AMONG THE VERY ILL
Self-killing has a long history of state proscription, though desires to die have become substantially medicalized as self-killing is now more likely to be seen as potentially pathological rather than unpatriotic. (117) The sociolegal framework undergirding medical decisions hastening death reflects a number of questions about the appropriate roles for individuals, medicine, government, and God to play in ending life, as well as the relationships between desires for death and mental illness. These questions are situated in a particular historical moment that is shaped by the freighted history of euthanasia movements, the heart-rending realities of modern medicine's capabilities, the revolution in the doctor-patient relationship, and the emergence of the civil rights discourse. The ascendance of the rights framework in medical decisionmaking enabled euthanasia advocates to recast their advocacy of hastening death as a type of right, where previously it had been seen as a vehicle for social improvement.
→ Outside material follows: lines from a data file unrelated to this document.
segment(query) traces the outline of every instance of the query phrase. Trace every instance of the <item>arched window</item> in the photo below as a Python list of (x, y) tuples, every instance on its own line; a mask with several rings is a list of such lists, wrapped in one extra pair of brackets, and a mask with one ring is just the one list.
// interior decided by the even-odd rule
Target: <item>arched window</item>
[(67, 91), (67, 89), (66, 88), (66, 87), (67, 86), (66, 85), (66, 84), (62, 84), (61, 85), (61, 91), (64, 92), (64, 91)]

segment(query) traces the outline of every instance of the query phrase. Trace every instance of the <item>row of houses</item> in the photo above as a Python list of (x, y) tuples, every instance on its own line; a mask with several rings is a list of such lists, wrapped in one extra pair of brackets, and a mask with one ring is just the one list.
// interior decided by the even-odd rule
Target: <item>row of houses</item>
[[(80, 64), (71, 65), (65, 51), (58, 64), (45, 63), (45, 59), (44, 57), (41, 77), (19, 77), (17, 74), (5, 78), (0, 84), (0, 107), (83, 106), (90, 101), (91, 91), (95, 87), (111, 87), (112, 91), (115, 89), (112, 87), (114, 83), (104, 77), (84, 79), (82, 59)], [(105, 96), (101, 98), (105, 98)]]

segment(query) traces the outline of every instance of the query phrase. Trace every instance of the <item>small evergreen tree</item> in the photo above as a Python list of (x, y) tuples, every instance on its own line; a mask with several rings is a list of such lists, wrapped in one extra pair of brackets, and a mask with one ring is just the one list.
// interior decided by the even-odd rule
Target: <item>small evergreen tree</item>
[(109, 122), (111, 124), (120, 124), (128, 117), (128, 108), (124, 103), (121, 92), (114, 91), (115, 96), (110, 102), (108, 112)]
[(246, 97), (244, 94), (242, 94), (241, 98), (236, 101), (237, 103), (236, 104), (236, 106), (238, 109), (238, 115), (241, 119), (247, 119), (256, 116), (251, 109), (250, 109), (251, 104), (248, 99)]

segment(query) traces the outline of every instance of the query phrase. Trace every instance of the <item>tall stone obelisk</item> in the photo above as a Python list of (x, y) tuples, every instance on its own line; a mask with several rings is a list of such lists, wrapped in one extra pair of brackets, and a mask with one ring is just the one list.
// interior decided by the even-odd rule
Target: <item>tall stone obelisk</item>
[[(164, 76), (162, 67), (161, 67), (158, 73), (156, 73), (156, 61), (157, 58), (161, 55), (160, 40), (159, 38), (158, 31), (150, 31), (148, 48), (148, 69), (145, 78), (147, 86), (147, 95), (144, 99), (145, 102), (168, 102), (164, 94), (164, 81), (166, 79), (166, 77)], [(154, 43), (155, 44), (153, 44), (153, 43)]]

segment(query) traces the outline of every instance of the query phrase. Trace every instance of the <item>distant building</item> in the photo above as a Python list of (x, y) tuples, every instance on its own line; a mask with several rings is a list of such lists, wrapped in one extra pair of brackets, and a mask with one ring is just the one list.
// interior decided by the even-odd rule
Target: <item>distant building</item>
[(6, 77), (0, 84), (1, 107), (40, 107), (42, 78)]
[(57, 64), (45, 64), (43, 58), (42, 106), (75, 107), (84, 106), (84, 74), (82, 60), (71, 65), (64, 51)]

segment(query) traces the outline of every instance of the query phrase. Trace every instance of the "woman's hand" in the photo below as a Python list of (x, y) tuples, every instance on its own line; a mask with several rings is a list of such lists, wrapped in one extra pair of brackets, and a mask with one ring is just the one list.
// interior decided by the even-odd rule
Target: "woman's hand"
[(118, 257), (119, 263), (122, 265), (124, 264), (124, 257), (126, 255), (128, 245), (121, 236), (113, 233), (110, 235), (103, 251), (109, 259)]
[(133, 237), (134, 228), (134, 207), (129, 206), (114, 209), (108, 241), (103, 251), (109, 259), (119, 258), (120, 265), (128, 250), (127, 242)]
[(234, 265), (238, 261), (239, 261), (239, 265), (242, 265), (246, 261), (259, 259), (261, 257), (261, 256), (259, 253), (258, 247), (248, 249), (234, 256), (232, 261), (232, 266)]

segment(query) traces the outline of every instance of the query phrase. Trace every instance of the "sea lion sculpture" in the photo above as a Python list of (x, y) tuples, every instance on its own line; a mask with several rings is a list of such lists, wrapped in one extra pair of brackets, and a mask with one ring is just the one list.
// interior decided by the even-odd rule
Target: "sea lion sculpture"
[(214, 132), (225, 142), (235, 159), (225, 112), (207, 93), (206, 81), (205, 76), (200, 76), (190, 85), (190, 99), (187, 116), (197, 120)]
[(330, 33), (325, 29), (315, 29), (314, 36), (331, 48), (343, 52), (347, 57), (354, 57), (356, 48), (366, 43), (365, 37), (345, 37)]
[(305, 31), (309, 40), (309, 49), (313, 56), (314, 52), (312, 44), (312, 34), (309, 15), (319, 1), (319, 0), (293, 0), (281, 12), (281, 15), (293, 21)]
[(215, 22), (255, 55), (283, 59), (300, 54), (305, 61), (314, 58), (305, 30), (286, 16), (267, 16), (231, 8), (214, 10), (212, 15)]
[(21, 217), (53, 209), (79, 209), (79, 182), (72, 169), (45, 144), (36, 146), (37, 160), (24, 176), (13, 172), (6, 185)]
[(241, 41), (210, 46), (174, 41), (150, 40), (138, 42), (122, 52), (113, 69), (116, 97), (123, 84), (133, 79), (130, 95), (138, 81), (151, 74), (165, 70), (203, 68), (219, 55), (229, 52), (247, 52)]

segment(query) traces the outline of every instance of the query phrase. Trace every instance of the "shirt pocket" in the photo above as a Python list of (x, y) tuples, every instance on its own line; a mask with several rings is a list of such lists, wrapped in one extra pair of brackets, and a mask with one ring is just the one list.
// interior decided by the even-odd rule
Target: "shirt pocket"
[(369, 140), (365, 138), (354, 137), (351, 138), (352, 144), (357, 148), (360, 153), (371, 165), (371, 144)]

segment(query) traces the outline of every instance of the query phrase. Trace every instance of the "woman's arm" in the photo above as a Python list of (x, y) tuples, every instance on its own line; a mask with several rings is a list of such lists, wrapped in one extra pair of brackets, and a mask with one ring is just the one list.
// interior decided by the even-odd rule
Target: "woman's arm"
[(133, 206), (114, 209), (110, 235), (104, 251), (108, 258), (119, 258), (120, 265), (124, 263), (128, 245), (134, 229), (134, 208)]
In addition to being politically expedient, it also fixed the legal question within a framework that requires investigating and balancing competing interests.
While hardly the first legal case to present the question of discontinuing or foregoing medical treatment, Karen Ann Quinlan's case gripped the public imagination. It is widely cited as the beginning of the modern American discussion about the right to die. (118) Newsweek, which featured her case as its cover story in November 1975, economically invoked common anxieties surrounding decisions to hasten death. (119)
The article first outlined the primary legal dispute: after recognizing that his daughter would not recover from a persistent vegetative state, Karen Ann Quinlan's father sought to be appointed her guardian in order to ask the hospital to turn off the ventilator that supported her breathing. The hospital refused. The parties went to court. The story then quoted one lawyer arguing that Quinlan was not "brain dead" and that by removing the ventilator, the court would be "just extinguishing] life because she is an eyesore." (120) Another asked, "Where do we draw the line?" (121) Nazi Germany's practice of euthanizing "cripples, mental incompetents, epileptics, the elderly and others held to be socially undesirable" was invoked, (122) and a physician recalled an infant born with a treatable but highly disfiguring condition. The child was allowed to die, and '"Nobody said a word,' according to the ... doctor. 'I think it's because we live in an era of the Body Beautiful, so the sight of a kid with almost nothing below the waist gave everybody pause.'" (123)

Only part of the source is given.